For Pineau and Wesley, the weight of the defensive schemes is placed primarily on their shoulders given their experiences and ability level, while Creek does most of his work on the wings. Pineau, who has had a relatively solid season averaging close to eight points and eight rebounds a game, has increased his workload after being upgraded to starter under Mitchell following two years at the Sydney Kings. His ability to move the ball, crash the boards and coordinate the defence are Pineau’s primary weapons, which will also be key in both this Friday and Monday’s contests.
With Wesley finally back in the line-up following his nine-week hamstring injury, the Phoenix should have the ability to rebound more efficiently with Wesley’s inclusion two weeks ago. During Wesley’s three games since being re-activated he has averaged 11.3, 2.6 rebounds as well as 3.3 assists. These recovery games have been instrumental for Wesley’s return and he should be back to full form for the remainder of the season.
Round 12 schedule
vs New Zealand Breakers
Friday, December 20, 2019 @ Horncastle Arena
The Phoenix cross the Tasman to duel with the Breakers who are hot off a devastating loss to the Adelaide 36ers and we will have to wait and see if New Zealand comes out angry or deflated. Whichever one it is, it will be the Phoenix’s frontcourt that will need to step and help its guards, as we can expect a slashing style offence with the likes of Corey Webster, Sek Henry, RJ Hampton and Tom Abercrombie.
Given the match-ups as well for SE Melbourne’s backcourt, constant feeding into the bigs will be a good source of scoring for the Phoenix, as New Zealand has shown holes in its defence over the season, particularly around the basket. Wesley and Pineau should aim to get more shots up on Friday compared to previous rounds.
South-East Melbourne will also have the task of silencing a hostile Kiwi crowd which almost willed home a victory this past Sunday. To achieve this, Simon Mitchell’s men will need to get out ahead and quickly, something that has been lacking recently in the Phoenix’s mentality.
vs Sydney Kings
Monday, December 23, 2019 @ Qudos Bank Arena
Should the Phoenix earn a win on the road against New Zealand, the importance of their game against the Kings would become that much more crucial. The main concern for the Phoenix, would be their ability to contain the quickness of the Kings backcourt. Sydney’s main offensive weapon is their ability to penetrate defences and either dish off to bigs around the basket or find open wing players for the three-pointer.
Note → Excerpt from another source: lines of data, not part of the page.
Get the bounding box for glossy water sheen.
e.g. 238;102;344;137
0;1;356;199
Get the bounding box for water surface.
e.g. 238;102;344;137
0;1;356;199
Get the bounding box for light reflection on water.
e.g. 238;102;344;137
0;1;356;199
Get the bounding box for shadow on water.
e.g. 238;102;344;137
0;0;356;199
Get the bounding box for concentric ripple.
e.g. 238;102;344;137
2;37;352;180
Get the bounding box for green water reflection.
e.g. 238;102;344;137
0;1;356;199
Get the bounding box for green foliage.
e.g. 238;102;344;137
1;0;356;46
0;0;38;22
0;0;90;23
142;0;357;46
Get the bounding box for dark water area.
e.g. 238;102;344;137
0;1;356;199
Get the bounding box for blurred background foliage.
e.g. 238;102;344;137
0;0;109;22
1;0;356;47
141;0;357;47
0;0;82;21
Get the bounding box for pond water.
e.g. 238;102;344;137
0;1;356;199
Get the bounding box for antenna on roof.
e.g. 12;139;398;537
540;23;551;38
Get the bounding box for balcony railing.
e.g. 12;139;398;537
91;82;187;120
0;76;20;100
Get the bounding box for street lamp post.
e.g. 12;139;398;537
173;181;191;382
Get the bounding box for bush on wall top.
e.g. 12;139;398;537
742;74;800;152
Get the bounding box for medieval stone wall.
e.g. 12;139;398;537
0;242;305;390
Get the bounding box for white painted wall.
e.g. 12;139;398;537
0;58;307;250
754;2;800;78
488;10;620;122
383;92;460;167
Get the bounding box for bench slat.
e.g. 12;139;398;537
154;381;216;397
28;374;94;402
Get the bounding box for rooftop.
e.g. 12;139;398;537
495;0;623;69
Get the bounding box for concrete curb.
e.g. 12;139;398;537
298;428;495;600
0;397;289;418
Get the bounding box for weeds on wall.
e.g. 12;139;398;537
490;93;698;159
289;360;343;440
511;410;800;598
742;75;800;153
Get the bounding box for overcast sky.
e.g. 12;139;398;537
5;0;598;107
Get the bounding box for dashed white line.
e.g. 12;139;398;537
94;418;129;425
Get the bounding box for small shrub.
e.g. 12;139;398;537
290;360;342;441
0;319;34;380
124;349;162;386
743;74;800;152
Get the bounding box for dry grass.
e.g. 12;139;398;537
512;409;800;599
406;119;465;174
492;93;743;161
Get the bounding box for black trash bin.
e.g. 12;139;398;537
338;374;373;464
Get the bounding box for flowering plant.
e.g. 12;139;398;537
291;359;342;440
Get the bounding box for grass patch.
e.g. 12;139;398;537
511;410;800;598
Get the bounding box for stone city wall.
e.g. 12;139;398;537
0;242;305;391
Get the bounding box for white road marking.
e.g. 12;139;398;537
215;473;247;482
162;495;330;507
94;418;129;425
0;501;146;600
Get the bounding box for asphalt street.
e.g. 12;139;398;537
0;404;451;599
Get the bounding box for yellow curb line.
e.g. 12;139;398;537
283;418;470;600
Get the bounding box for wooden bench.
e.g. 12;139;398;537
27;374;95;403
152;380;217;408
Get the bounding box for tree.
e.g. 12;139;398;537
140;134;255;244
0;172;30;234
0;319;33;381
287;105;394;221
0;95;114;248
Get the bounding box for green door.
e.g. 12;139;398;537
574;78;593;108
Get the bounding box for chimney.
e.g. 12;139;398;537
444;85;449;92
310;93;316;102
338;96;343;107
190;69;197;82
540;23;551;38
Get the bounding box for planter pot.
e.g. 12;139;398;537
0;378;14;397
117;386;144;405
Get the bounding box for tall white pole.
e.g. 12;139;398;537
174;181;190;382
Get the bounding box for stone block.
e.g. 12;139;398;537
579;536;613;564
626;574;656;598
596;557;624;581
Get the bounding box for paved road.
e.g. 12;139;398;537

Helping out in defence is a fundamental key in slowing down the steamroller that is Sydney’s offence, so for the Phoenix, communication and roles will once again be crucial. The main matchup however will not necessarily be Roberson versus Casper Ware, in fact it can be argued as being between Creek and Jae’sean Tate, with Creek back at the three spot. Tate does hold speed and shooting ability under his belt, but Creek’s defence should cover most of what is presented to him, as well as his rebounding ability and finishing around the basket.
Both games are important for the Phoenix, games that may define the rest of the season for them to see if they do belong in one of those top four spots compared with the 36ers, Taipans and United.